The U.S. Supreme Court recently delivered a victory to a Texas death row inmate convicted of murder who said he had not had a fair chance to defend himself, seeing as how his lawyer had slept through much of the man’s 1984 trial.
According to The Associated Press, the high court refused a request from Texas authorities, who wanted the court to reinstate a murder conviction and death sentence against Calvin Jerold Burdine that a lower court had set aside. The case now returns to Texas, where authorities must decide whether to retry Burdine or set him free.
A spokeswoman for Amnesty International’s project to abolish the death penalty said The Supremes had “served justice by finding it unacceptable that an attorney should flagrantly nap during a trial in which a man’s life is at stake…”
Oh, a guy can still discreetly steal a few winks here and there when the Boredom Quotient weighs too heavily on his shoulders, she seemed to be saying. But to nap fragrantly in open court is the epitome of poor manners. And snoring is definitely out, lest one wake up the jurors.

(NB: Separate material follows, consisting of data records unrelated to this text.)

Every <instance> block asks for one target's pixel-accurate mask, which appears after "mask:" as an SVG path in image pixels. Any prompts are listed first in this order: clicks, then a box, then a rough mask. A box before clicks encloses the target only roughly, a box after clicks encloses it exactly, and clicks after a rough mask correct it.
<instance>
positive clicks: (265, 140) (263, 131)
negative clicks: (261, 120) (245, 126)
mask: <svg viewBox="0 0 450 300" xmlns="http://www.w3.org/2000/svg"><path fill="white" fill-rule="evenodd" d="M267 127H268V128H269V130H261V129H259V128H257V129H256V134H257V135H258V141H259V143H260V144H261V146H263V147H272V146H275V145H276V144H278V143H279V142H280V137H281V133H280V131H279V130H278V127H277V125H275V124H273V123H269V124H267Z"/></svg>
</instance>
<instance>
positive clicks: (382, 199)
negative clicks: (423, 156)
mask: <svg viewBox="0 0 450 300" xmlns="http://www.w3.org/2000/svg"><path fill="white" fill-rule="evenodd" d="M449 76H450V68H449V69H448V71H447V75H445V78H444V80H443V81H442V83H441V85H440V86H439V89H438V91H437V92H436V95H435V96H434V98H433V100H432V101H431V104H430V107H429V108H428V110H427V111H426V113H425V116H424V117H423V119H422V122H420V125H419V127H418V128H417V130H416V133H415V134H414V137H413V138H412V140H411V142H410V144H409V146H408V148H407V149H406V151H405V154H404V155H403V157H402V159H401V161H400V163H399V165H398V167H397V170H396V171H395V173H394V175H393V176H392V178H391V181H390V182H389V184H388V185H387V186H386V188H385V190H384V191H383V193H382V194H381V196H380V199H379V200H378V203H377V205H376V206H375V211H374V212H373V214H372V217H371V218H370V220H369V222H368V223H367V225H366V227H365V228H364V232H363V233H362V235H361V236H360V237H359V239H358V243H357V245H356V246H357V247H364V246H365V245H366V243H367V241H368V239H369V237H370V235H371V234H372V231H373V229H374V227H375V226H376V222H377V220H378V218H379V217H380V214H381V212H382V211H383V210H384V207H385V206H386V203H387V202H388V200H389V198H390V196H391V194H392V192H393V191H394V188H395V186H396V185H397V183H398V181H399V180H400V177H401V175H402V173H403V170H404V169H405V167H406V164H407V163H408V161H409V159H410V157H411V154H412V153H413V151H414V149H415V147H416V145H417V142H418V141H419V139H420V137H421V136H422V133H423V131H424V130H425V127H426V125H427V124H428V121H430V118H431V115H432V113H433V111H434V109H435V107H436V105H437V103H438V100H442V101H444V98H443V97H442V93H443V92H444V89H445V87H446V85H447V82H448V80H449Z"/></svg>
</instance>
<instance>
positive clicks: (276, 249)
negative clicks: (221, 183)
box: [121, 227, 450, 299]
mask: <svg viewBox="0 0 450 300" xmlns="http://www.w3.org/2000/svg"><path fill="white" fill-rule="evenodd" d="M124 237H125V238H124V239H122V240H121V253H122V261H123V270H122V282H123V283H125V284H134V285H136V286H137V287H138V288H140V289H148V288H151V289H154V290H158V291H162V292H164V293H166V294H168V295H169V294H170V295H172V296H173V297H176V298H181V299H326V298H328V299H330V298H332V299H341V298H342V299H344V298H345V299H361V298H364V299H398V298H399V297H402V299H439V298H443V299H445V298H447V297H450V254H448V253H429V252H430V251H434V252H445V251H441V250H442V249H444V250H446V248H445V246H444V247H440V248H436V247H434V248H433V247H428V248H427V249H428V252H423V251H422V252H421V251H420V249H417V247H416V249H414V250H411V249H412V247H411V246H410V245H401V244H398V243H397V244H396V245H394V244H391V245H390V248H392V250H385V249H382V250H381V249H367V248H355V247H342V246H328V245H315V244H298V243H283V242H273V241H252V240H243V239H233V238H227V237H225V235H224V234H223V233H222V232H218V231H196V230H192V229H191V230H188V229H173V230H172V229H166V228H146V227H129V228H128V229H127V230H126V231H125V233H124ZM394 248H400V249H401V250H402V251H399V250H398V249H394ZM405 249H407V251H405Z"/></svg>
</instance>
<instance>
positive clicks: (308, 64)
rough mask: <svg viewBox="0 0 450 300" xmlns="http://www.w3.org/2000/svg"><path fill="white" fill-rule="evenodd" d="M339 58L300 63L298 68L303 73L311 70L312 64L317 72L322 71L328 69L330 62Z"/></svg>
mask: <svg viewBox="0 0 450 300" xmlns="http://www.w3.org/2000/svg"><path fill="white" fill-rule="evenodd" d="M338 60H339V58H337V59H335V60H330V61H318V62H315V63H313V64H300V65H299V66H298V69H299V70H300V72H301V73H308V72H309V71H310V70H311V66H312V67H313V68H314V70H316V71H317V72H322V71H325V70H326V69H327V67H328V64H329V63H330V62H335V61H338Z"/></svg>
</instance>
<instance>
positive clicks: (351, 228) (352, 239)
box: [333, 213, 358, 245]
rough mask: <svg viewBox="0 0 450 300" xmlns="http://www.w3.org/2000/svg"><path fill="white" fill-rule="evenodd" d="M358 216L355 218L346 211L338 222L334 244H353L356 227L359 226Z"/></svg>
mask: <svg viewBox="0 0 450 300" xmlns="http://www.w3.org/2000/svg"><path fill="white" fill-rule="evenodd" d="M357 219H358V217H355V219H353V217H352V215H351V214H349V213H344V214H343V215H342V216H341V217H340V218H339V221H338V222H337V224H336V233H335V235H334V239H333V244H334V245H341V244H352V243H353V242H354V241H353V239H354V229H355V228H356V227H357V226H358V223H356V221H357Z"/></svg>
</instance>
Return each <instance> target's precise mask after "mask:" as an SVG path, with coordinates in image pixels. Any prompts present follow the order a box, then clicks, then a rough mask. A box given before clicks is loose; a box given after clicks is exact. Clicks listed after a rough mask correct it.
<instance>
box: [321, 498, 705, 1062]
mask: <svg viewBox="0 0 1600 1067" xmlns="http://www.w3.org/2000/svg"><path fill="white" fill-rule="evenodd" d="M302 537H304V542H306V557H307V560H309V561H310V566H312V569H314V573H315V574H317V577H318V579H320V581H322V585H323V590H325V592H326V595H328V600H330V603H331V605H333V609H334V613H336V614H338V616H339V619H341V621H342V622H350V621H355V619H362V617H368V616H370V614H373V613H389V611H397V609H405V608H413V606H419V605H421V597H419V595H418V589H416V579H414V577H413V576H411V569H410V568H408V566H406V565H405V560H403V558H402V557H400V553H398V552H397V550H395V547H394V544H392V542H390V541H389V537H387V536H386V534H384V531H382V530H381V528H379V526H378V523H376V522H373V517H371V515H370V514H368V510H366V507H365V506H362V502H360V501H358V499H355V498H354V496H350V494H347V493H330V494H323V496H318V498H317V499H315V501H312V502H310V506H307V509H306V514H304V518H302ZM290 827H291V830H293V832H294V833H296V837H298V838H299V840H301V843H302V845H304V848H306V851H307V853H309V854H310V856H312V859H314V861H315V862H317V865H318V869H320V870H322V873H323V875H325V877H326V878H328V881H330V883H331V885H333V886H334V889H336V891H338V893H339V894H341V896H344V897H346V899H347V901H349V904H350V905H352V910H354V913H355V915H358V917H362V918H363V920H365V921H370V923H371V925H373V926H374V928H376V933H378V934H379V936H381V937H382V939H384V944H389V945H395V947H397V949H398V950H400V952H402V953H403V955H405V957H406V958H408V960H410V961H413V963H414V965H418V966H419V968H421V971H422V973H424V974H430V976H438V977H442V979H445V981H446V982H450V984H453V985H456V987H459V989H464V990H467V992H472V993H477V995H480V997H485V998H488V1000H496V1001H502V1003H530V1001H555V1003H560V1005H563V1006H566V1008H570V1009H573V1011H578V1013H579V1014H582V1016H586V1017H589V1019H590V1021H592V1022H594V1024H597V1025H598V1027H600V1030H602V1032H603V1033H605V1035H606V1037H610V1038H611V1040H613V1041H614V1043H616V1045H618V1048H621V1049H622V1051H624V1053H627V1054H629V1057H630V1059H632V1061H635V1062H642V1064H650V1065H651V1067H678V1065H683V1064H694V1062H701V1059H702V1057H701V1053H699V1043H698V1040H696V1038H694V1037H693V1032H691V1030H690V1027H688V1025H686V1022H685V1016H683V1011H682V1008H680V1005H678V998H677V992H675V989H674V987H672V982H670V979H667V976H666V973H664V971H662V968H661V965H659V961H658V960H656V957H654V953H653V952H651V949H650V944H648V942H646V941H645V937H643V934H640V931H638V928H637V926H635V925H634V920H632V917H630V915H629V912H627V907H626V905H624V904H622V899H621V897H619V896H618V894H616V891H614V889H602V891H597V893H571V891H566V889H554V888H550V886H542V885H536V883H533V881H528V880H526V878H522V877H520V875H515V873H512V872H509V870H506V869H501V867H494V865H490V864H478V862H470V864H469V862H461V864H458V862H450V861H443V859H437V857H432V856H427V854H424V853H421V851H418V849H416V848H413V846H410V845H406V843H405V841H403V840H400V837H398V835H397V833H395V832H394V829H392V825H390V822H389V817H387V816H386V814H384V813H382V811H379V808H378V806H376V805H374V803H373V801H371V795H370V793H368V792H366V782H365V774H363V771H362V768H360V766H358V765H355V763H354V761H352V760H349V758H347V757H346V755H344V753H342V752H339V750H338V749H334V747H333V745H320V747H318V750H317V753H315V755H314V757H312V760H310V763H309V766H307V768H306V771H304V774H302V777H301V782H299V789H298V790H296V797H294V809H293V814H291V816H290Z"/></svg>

Had Burdine’s lawyer had the foresight to pack a thermos of strong coffee and a pocketful of anti-doze pills the defendant might have fared better, one might suppose. But the state sees it as a simple open and shut-eye case. Its lawyers argued that Burdine “could not show his trial would have come out differently if his lawyer had stayed awake,” in the words of the AP reporter, in what had to be one of the more remarkable arguments the court had heard in quite some time.
If it makes no difference whether your lawyer stays awake or cat-naps through crucial portions of a trial in which the outcome could well be that you wind up sleeping with the fishes, your goose would seem to be pretty much cooked well in advance of opening arguments. And if the judge happens to be nodding off as well, all that remains in a death-penalty state such as Texas is for you to stick it to the establishment in good shape by ordering your final meal from the pricey side of the menu.
Lawyers asleep at the wheel at such crucial times always make for good news copy, of course. But journalists who conk out when the game is on the line are no less pathetic.
Last weekend, a Los Angeles Times story out of Beijing reported that a reporter and editors of the Beijing Evening News, the Chinese capital’s largest-circulation newspaper, had fallen asleep on the job, with spectacular results.
Not realizing that it was a spoof, a reporter for the paper had picked up from the Internet a story originating with The Onion, a popular satirical “news” publication based in New York, which reported that the U.S. Congress had threatened to move out of Washington unless a fancy new Capitol was built. Without citing a source, editors in Beijing who were likewise duped, published it as a straight news story, complete with phony architect’s sketch.
When informed that the story was bogus, the paper’s editor in charge of international news adamantly ruled out a correction. Pressed by the LA Times reporter to comment on the article’s total lack of truth, he fell back on a popular maxim of western newspapering which maintains that at such times the best defense is a good offense.
“How can you prove it’s not correct?” he asked. “Is it incorrect just because you say it is?”
Among serial nappers in the media are those behind-the-scenes television sad sacks responsible for cranking out the identification lines that sometimes run across the bottom of your television screen to help you get the picture during a newscast.
“Meddybumps” was the line under a Down East scene on one local channel earlier this week.
“Bar Harbor Commerce Comitty” read another a few minutes later, confirming a suspicion that the station’s news crew often operates without adult supervision.
Perhaps I should let sleeping dawgs lie, especially those that lie so close to home, but to me the snooze of the week was this lead paragraph of an AP story out of Houston published in this newspaper (and many others), on what apparently was the copy editor’s day off:
“Punctuated by fireworks and a locomotive steaming across its outfield track carting oranges, Houston Astros owner Drayton McLane re-christened the Astros’ stadium Minute Maid Park Wednesday…”
To be punctuated by fireworks on your big day would be quite enough, one might suppose. But add to the punctuation a locomotive carting oranges and it’s got to smart something wicked. It should keep a guy awake, though.